Since the case had been in the public eye, Murray said she had had stones thrown at her in public and been insulted by strangers; all of which could have been avoided with an early guilty plea.
It was her belief in justice which stopped her from doing that, she submitted.
Murray had highlighted 17 grounds for appeal, but said she would address it more broadly.
"Judge [Russell] Collins convicted me on moral grounds but they weren't ethical," she told Justice Geoffrey Venning.
"I pride myself on my ethics, sir."
Murray was found guilty in August last year of smuggling an iPhone and tobacco to Reid, a client she said she had fallen in love with and planned to marry.
Reid, 41, is serving a 26-year minimum non-parole life sentence for the 2007 rape and murder of deaf Christchurch woman Emma Agnew and the rape and attempted murder of a Dunedin student a few days later.
Murray denied the smuggling from the outset, but changed her plea in August.
She told Justice Venning this morning her lawyer, Peter Williams, QC, had acted outside his brief while representing her.
"Mr Williams advised I should write an affidavit saying Liam Reid manipulated me. I declined to do that," Murray said.
She continually took aim at Judge Collins and said he did not take into account an affidavit from Maori Party co-leader Tariana Turia or a job offer from then broadcaster John Tamihere.
"The contribution I can make to society without a conviction is substantial," Murray told the court.
A defended hearing in July revealed the lawyer's feelings for the rapist through text messages to a friend.
"He makes me laugh. He makes me cry. He makes me feel beautiful. I love him like I have never loved anyone before.
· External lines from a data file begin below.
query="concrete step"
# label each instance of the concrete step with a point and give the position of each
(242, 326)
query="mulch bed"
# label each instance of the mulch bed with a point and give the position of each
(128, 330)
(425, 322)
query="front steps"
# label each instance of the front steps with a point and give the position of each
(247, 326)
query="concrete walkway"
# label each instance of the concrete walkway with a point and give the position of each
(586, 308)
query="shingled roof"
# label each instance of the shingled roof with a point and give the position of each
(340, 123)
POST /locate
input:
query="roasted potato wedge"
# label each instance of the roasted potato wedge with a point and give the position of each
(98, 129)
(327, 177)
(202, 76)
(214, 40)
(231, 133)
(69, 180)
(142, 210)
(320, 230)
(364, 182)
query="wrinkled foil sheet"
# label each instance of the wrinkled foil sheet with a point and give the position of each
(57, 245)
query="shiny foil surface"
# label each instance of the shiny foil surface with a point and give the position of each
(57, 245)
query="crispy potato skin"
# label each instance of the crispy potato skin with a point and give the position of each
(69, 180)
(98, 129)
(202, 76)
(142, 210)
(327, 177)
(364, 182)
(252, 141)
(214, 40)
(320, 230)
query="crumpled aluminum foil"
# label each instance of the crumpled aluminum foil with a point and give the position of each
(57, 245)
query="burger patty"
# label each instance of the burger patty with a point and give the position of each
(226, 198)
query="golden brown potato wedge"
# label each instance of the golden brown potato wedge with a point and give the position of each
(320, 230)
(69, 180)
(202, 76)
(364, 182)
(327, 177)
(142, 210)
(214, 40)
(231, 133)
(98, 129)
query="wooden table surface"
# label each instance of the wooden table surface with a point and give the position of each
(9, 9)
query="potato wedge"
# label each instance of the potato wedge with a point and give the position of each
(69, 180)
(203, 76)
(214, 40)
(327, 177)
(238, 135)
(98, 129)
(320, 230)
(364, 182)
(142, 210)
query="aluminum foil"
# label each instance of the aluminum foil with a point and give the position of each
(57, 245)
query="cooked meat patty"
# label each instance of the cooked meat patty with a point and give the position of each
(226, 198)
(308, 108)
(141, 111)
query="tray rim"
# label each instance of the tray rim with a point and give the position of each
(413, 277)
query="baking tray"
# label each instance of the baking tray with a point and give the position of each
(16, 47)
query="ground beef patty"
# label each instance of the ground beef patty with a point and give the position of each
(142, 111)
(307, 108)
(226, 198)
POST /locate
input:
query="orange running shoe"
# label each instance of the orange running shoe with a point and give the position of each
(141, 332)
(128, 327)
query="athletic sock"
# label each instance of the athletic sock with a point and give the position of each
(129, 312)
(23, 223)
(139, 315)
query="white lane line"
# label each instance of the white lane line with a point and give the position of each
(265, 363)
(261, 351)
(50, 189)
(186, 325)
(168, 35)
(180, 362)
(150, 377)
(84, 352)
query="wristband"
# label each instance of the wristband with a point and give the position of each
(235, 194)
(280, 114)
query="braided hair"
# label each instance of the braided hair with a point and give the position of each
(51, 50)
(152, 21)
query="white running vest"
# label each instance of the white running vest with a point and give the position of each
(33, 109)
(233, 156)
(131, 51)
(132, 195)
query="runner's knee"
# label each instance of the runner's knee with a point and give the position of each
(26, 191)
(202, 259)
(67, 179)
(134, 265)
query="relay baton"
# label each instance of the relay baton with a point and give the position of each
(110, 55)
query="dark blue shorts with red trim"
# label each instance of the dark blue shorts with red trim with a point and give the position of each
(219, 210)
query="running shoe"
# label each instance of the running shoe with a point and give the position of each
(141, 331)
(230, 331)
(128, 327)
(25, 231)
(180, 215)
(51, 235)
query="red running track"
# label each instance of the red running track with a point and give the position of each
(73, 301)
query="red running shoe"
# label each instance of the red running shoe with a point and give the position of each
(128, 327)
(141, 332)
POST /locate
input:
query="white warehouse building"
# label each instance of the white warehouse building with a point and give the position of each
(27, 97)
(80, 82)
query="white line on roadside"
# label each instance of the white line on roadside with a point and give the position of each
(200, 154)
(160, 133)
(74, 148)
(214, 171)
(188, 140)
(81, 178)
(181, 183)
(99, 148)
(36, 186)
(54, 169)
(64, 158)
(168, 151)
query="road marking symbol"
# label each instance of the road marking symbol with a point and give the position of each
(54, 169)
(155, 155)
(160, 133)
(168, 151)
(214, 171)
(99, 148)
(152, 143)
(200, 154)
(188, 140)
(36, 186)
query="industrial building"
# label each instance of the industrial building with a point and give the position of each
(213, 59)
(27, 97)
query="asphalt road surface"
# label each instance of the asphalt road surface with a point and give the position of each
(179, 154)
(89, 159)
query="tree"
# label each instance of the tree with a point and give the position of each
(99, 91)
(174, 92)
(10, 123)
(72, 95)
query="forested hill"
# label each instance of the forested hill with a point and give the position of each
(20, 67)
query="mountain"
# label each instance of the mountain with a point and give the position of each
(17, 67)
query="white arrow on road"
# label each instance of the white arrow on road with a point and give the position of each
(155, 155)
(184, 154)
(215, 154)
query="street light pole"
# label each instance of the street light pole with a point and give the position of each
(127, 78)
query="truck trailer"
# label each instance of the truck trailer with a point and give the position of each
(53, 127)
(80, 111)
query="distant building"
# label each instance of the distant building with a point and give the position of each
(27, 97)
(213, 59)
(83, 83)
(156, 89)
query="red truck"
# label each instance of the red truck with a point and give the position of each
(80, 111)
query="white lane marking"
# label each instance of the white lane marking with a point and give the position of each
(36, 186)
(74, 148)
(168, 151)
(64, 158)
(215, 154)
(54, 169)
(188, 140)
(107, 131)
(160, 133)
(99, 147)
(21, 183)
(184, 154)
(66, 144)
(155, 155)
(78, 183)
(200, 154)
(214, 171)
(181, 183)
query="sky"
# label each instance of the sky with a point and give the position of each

If he doesn't get out do I just shrug my shoulders and say, 'oh well'?"
She later texted: "He's the best kisser I've ever kissed" and he was "seriously the best - it's like he just gets me."
However, phone calls between Murray and Reid showed a different side to their relationship.
In one exchange, the prisoner tells her to "f...... toughen up" and on another occasion he threatens to "smash" her.
Justice Venning reserved his decision.